Projects:Bounded Exhaustive Testing with Contracts
From SEWiki
The basic goal of software testing is to apply limited resources to identify, create, and execute those test cases which are most likely to reveal faults. Testing all inputs, while attractive in theory, is not practically feasible. As a result, researchers employ input partitioning techniques, under the assumption that a single representative input is as likely as the other members of the partition to reveal a fault. Unfortunately, many faults in complex software systems involve subtle interactions and rare sequences or combinations of events. Developing test cases that can identify such faults is inherently difficult because such test cases violate the partition equivalence assumption.
Symbolic testing techniques exist for identifying inputs that can cause subtle interactions to occur in code, but they are difficult to apply in practice because they do not scale well. Black-box approaches, in contrast, are easy to apply and have been shown to achieve high code coverage at least for some types of systems. Our research investigates a particular black-box testing approach called bounded exhaustive testing, where all the the inputs within some bounded region of the program's input space are tested. As part of this effort, we investigate techniques for generation of structurally-complex test data.
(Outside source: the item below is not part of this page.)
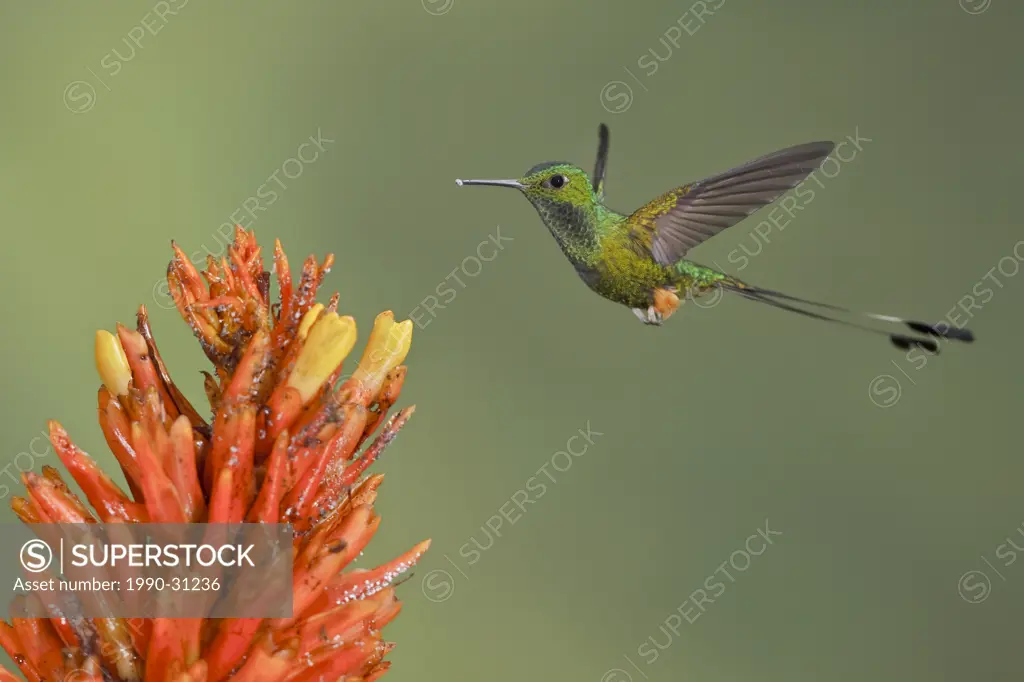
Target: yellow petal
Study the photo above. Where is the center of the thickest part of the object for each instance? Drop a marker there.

Bounded exhaustive testing is inspired by the success of model checking, where the state space defined by a specification is explored in an exhaustive fashion, searching for a sequence of state transitions that fails to satisfy some property. This approach is successful in finding rare sequences that fail the property. A key assumption of model checking is that a counterexample can usually be found within some small initial segment of the state space. Importantly, abstraction techniques such as exploiting symmetry are rigorously correct, unlike less rigorous testing techniques such as input partitioning.
Daniel Jackson suggests that such an approach might work for code verification, calling it the "small scope hypothesis": most of the faults can be found by testing an exhaustive initial segment of the inputs. However, in the extreme full exhaustive testing is usually infeasible due to the "input space explosion problem", which is analogous to the state explosion problem faced by model checking. That is, exhaustive testing is exhaustive in the input space, treating the software as a block box.
Key research questions for bounded exhaustive testing are:
- What is the distribution of faults relative to input size (starting with the smallest)? i.e. Is Jackson's hypothesis true?
- How does exhaustive testing compare to random testing? i.e. What is the distribution of faults relative to input size (not starting with the smallest)?
- What is the correct bound? Can we predict the bound based on static analysis of the code? (i.e. Is there a correlation between the bound and the number of nodes in the control flow graph?) Can we know when to stop during testing?
- What sound partitioning approaches are there to reduce the input space? Can we validate these approaches empirically?
- How does this approach compare to traditional testing approaches in terms of testing efficiency, tester efficiency, percent of faults found, etc.?
In related work, we developed yagg, "yet another generator generator". This tool, when given a YACC-like grammar that specifies the input space, exhaustively generates inputs of increasing size. The tool supports context-sensitive constraints that allow us to generate inputs as structurally-complex as computer programs.